Au total, 382 postes seront supprimés, dont 197 sur 1 250 à Montargis et 97 sur 500 à Joué-lès-Tours (Indre-et-Loire), les deux sites les plus touchés. Le groupe présidé par Jacques Maigné espère obtenir des départs volontaires, sous la forme de ruptures conventionnelles collectives. Il a notamment proposé des mesures d'âge en promettant de maintenir le salaire des partants qui sont à deux ans de la retraite. Cette préretraite prise en charge par l'employeur concernerait la moitié des 382 postes supprimés.

L'accord proposé par la direction ne réjouit pas les syndicats, mais les mesures d'accompagnement ne déclenchent pas d'opposition, d'autant qu'aucune usine ne ferme. "Nous allons continuer de négocier pour obtenir les meilleures conditions possibles", disent de concert les syndicats CGT et CFDT. La CGT, minoritaire dans l'entité Hutchinson, mais majoritaire à l'échelle du groupe, s'est toutefois désolidarisée de la CFDT, de FO et de CFE-CGC. "Nous voulons que l'accord soit équitable sur tous les sites, or ce n'est pas le cas", remarque Didier Le Godde, coordinateur central CGT.

De fait, ce sont surtout les activités automobile qui sont concernées par ce plan de départs.
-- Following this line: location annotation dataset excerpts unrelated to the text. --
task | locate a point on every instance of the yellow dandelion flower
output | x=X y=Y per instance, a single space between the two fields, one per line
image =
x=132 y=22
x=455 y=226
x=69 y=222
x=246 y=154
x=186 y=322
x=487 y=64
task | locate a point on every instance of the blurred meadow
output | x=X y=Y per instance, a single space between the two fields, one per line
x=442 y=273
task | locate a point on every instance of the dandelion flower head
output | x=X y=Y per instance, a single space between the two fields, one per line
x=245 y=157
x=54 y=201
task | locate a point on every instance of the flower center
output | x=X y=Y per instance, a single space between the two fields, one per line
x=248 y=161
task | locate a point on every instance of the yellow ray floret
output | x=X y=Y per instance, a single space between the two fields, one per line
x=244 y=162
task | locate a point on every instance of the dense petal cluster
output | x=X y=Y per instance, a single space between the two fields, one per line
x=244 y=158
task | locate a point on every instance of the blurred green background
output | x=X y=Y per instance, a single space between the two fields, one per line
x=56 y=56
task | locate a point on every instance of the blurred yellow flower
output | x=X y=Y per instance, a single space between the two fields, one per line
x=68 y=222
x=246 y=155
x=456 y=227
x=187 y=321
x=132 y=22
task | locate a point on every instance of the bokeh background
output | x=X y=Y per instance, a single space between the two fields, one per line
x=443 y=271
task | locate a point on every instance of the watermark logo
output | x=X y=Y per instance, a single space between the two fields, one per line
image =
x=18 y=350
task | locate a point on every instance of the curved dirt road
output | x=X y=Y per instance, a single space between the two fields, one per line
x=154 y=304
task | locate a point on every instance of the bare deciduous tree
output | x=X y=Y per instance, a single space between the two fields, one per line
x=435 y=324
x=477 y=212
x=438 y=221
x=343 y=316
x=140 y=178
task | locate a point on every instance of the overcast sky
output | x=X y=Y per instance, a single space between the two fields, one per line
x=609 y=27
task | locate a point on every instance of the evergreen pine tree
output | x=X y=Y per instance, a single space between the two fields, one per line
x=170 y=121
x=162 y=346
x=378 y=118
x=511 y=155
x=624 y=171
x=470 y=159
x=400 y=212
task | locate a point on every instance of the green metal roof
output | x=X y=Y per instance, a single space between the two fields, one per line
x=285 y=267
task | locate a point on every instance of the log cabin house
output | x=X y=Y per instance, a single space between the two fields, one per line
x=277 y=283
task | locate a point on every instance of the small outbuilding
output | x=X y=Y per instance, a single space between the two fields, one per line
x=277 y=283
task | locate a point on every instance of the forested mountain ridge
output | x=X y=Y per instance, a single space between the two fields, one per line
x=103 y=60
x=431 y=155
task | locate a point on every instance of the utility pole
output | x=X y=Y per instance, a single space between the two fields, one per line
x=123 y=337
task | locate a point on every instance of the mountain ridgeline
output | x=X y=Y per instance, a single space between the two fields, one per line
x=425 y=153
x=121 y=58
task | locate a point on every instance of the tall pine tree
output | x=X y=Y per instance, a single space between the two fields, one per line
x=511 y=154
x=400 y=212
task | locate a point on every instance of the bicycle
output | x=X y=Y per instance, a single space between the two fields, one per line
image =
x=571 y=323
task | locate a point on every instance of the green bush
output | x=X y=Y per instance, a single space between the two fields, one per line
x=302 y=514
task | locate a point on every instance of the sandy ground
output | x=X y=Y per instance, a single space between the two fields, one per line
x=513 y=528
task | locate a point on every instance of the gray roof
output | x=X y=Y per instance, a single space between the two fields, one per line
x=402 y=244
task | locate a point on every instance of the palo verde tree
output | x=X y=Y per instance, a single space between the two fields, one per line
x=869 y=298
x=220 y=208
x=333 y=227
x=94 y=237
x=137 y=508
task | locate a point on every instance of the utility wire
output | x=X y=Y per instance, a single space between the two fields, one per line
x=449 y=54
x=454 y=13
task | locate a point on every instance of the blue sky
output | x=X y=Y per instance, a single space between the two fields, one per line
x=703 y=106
L'usine d'Amiens (Somme), fleuron du groupe pour l'aéronautique, ne perdrait que 40 postes sur 400.

Dans le secteur des joints, courroies et autres pièces en polymère pour l'industrie, l'activité est même assez dynamique, selon Farid Meslati, coordinateur CFDT du groupe. "La direction nous demande plus de compétitivité et de rentabilité. Or je ne vois pas comment on pourra faire mieux avec moins de salariés", ajoute-t-il.

La filiale de Total compte aussi des usines sous les appellations Le Joint Français, Paulstra et Espa. Les syndicats sont convoqués les 9 et 10 septembre pour connaitre les détails du plan.

En juin 2020, Hutchinson avait annoncé la suppression de 800 à 1 000 postes en France, et près de 3 000 dans le monde. Le groupe emploie 40 000 salariés dans le monde, dont 8 400 en France. Son chiffre d'affaires a atteint 4,3 milliards d'euros en 2019.